Le mémorial des Lieux de Mémoire (Orte des Erinnerns) à Berlin se situe dans un quartier de la ville où vivaient avant la guerre de nombreuses personnes de confession et de culture juives. Provocateur et intrusif, il interpelle les passants sur les lois antisémites en vigueur à l’époque national-socialiste. Tout comme le mémorial Trains pour la vie, pour la mort, il fait sienne la perspective d’occupation de l’espace public. D’une autre époque, le dispositif mémoriel semble prendre l’actuelle politique mémorielle à contre-pied.
Retour sur les lois antisémites

Manfred Brückels, CC BY-SA 2.0 DE, via Wikimedia Commons
Le national-socialisme avait une lecture raciale des phénomènes historiques. Dans sa conception apocalyptique du monde, il croyait à une confrontation millénaire opposant deux ensembles biologiques majeurs et irrémédiablement antagonistes : la race aryenne et les races sémites, dont les Juifs étaient la composante la plus dangereuse car considérée comme perfide et dominatrice. La particularité du national-socialisme est de vouloir régler définitivement ce conflit dans une lutte à mort. En conséquence, l’antisémitisme devint le moteur principal de toute sa politique.
Les grandes lignes de l’antisémitisme national-socialiste étaient théorisées dès les années 1920. Toutefois, les mesures antisémites seraient graduelles afin d’éviter une réaction hostile de la population. Entre 1933 et 1945, plus de 10 000 lois et décrets accablent les Juifs. L’objectif est double : déjudaïser l’Allemagne et dégermaniser les Juifs. Chaque nouvelle mesure pavait la voie à la suivante. À terme, les non-Juifs devaient perdre toute forme d’empathie et considérer la question juive comme problématique.
Longtemps oubliées et ignorées, nombre de lois antisémites sont redécouvertes lors de la révolution mémorielle des années 1980 en Allemagne. C’est dans ce contexte qu’en 1993, les artistes Renata Stih et Frieder Schnock inaugurent un mémorial décentralisé dans les rues du quartier bavarois pour rappeler les réalités de l’antisémitisme dans le quotidien de personnes ordinaires, mais persécutées parce que juives.
Provoquer une réaction

Manfred Brueckels, CC BY-SA 3.0, via Wikimedia Commons
Le mémorial des Lieux de Mémoire est composé de 80 écriteaux placés en hauteur sur les poteaux de signalisation et sur les lampadaires. Il couvre l’ensemble du quartier et s’éparpille le long des trottoirs, à distance plus ou moins grande. Pas facile de trouver toutes les plaques : un peu de patience et d’observation sont parfois nécessaires. À l’inverse, c’est en levant les yeux avant de traverser la route qu’on peut en découvrir une de manière fortuite.

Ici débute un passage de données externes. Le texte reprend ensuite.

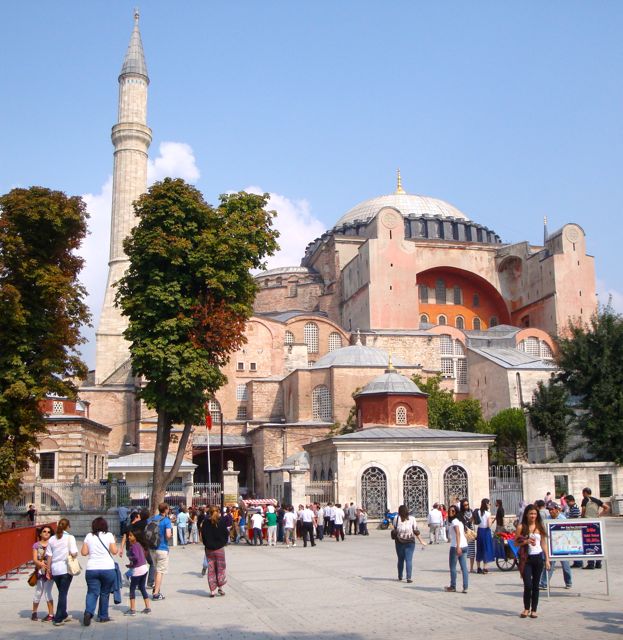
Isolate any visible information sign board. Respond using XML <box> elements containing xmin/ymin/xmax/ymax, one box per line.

Chaque panneau possède deux faces. L’une est l’illustration minimaliste et enfantine d’un objet du quotidien. L’autre est le condensé, en une ou deux phrases, du décret antisémite qui lui est associé. Le dessin d’un thermomètre renvoie à l’interdiction pour les Juifs de pratiquer la médecine. Celui d’un pain indique l’obligation de faire ses courses uniquement pendant les heures autorisées. Un chat rappelle l’interdiction de posséder un animal domestique.

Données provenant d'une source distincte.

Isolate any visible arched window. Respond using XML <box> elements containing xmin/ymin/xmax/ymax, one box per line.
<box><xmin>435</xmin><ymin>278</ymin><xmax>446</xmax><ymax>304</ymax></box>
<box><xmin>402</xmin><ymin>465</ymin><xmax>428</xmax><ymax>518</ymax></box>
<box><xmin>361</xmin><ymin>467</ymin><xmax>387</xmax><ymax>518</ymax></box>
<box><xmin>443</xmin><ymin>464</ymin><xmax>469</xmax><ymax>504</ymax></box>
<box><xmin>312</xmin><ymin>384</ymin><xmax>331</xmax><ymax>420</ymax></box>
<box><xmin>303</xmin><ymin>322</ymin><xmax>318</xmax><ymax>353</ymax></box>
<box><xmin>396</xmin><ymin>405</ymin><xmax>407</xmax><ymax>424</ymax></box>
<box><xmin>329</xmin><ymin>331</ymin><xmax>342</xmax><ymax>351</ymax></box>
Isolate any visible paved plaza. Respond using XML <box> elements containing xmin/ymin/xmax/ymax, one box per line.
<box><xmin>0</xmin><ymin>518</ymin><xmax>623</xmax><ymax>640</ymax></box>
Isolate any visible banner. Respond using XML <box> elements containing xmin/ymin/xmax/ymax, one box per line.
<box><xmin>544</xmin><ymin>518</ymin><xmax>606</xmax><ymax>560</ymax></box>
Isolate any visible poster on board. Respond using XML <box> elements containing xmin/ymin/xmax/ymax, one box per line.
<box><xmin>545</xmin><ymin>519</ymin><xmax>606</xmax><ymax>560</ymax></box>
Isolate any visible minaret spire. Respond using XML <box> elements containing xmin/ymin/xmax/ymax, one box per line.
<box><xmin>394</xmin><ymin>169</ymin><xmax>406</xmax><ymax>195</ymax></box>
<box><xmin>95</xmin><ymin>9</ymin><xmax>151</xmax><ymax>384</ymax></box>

La plupart des lois antisémites semblent bénignes car elles sont trop spécifiques et ancrées dans le quotidien. Elles participent cependant à la banalisation de la persécution. Ce processus contraignant exclut les Allemands juifs de la communauté nationale. Le mémorial réussit par sa simplicité apparente à retranscrire le malheur de personnes ordinaires progressivement privées de tous leurs droits. Il interpelle sur l’indifférence générale ou l’acceptation passive de l’époque en prenant les passants d’aujourd’hui à témoin. Un regard en miroir qui faisait pleinement sens en 1993 et dont la portée mérite d’être réexaminée à la lumière du contexte actuel.
L’importance du contexte

Manfred Brueckels, CC BY-SA 3.0, via Wikimedia Commons
Un mémorial raconte une histoire qui ne se conjugue pas au passé. Il est contemporain de l’époque à laquelle il a été pensé. Il est un marqueur de l’évolution des sociétés, qu’il en soit l’initiateur ou le résultat. L’œuvre mémorielle s’inscrit par conséquent dans un contexte particulier dont elle ne peut être dissociée. Elle exprime enfin un message tantôt provocateur, tantôt cathartique.

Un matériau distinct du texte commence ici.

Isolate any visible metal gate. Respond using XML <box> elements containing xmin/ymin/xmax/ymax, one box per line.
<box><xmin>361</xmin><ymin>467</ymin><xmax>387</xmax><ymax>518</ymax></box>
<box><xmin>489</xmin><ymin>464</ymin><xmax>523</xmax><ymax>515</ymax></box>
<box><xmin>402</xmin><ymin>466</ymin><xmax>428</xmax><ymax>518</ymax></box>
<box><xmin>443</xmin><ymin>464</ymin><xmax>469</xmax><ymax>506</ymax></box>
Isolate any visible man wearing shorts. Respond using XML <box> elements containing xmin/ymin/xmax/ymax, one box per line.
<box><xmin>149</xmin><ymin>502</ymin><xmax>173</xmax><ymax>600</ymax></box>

Le mémorial des Lieux de Mémoire s’inscrit dans le contexte des années 1980 et de la lutte contre l’ignorance de la Shoah dans la société allemande. Ce sursaut mémoriel commença à l’approche du cinquantenaire des pogroms de novembre 1938 et donna lieu à l’inauguration de plusieurs mémoriaux engagés dans une démarche d’occupation de l’espace public. Cette perspective consiste à influencer les géographies urbaines pour interpeler et responsabiliser la population. Les formes artistiques sont souvent volontairement déstabilisantes et suscitent effectivement des réactions. En 1993, pendant l’installation du mémorial, plusieurs habitants avaient d’ailleurs alerté la police que des intrus placardaient des slogans antisémites dans leur quartier — preuve de l’efficacité du dispositif, mais aussi de sa radicalité.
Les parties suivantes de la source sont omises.